Unraveling Ambiguous NAT2 Genotyping Data (Brief Communications‪)‬

The arylamine N-acetyltransferase 2 (NAT2 [5]; E.C. 2.3.1.5) is a polymorphic enzyme involved in the metabolism of drugs and aromatic amines. About 50% of white individuals are classified as slow acetylators, and these individuals show impaired metabolism of many therapeutically useful arylamine and hydrazine drugs (1). In patients with tuberculosis who receive isoniazid, determination of the N-acetyltransferase 2 (arylamine N-acetyltransferase) (NAT2) genotype or phenotype has been proposed as a method for predicting adverse reactions as well as before the concomitant administration of drug combinations such as procainamide-phenytoin or doxycycline-rifampin (1-3). In addition, the NAT2 polymorphism modulates the risk for the development of bladder (4, 5) and liver cancer (6). Diverse NAT2 genotyping methods have been developed, including amplification-restriction (7) and allele-specific methods (8), real-time PCR (9), and high-throughput microarrays (10).

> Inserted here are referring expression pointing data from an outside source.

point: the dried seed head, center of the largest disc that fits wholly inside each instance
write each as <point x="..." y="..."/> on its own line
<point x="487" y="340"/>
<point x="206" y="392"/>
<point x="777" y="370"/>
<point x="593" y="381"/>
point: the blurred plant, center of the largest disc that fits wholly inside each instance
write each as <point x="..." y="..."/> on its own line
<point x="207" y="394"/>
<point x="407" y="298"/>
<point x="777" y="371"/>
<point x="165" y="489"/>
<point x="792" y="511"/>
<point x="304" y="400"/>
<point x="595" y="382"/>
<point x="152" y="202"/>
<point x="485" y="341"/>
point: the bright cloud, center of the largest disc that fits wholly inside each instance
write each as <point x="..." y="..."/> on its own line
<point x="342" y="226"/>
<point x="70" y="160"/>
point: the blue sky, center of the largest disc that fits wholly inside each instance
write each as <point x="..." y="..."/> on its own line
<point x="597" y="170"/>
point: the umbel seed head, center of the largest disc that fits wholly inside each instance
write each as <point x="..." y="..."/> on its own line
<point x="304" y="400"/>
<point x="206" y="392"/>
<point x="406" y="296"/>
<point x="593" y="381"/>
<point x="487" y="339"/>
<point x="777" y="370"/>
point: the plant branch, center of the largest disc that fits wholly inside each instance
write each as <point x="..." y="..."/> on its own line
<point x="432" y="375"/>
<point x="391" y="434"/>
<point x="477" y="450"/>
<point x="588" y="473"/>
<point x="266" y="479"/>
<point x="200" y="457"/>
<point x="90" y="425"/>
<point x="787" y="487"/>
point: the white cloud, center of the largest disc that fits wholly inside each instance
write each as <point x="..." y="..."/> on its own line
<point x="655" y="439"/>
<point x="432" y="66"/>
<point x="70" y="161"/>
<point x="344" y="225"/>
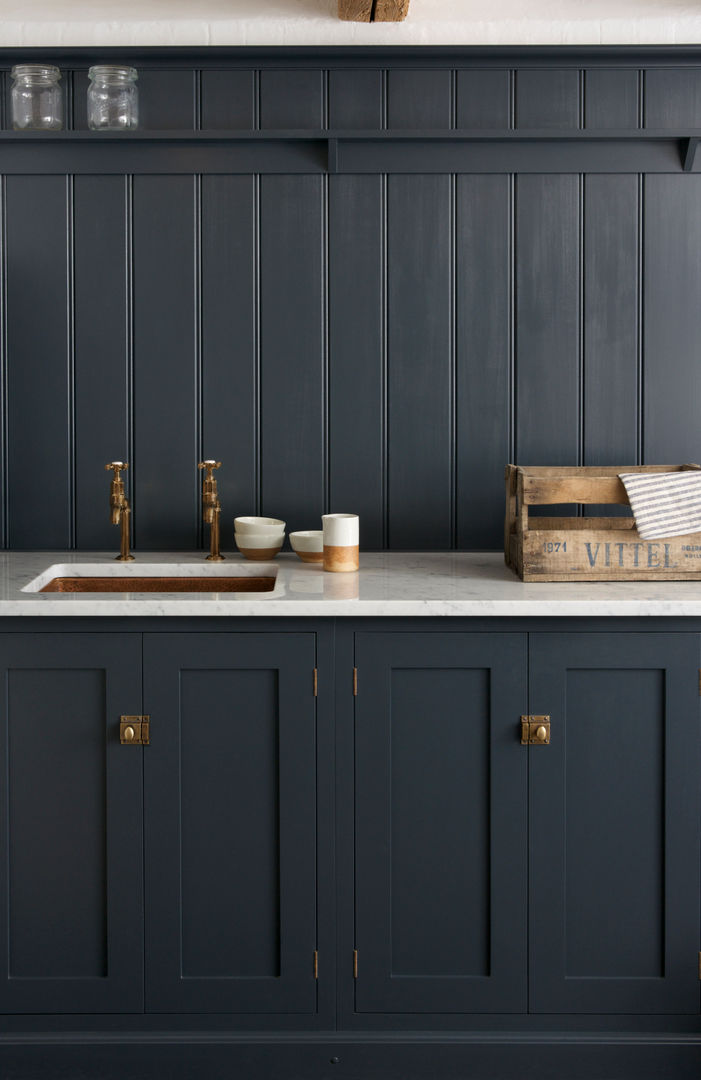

All of these genotyping methods simultaneously analyze 2 alleles (i.e., the paternal and the maternal allele). This characteristic is a major source of uncertainty in the case of NAT2 analysis, because 2 or more enzyme-inactivating mutations can be located in 1 allele, leaving the other allele intact, or the mutations can be distributed between the 2 alleles, leading to a lack of functional NAT2 alleles (1, 5). In fact, rather than indicating real genotypes, most genotyping method results indicate the sum of 2 haplotypes (diplotypes), and many such diplotypes can represent different genotypes with different functional consequences. This fact, together with the increasing importance of haplotypes in association studies (11), makes it necessary to determine specific haplotype combinations.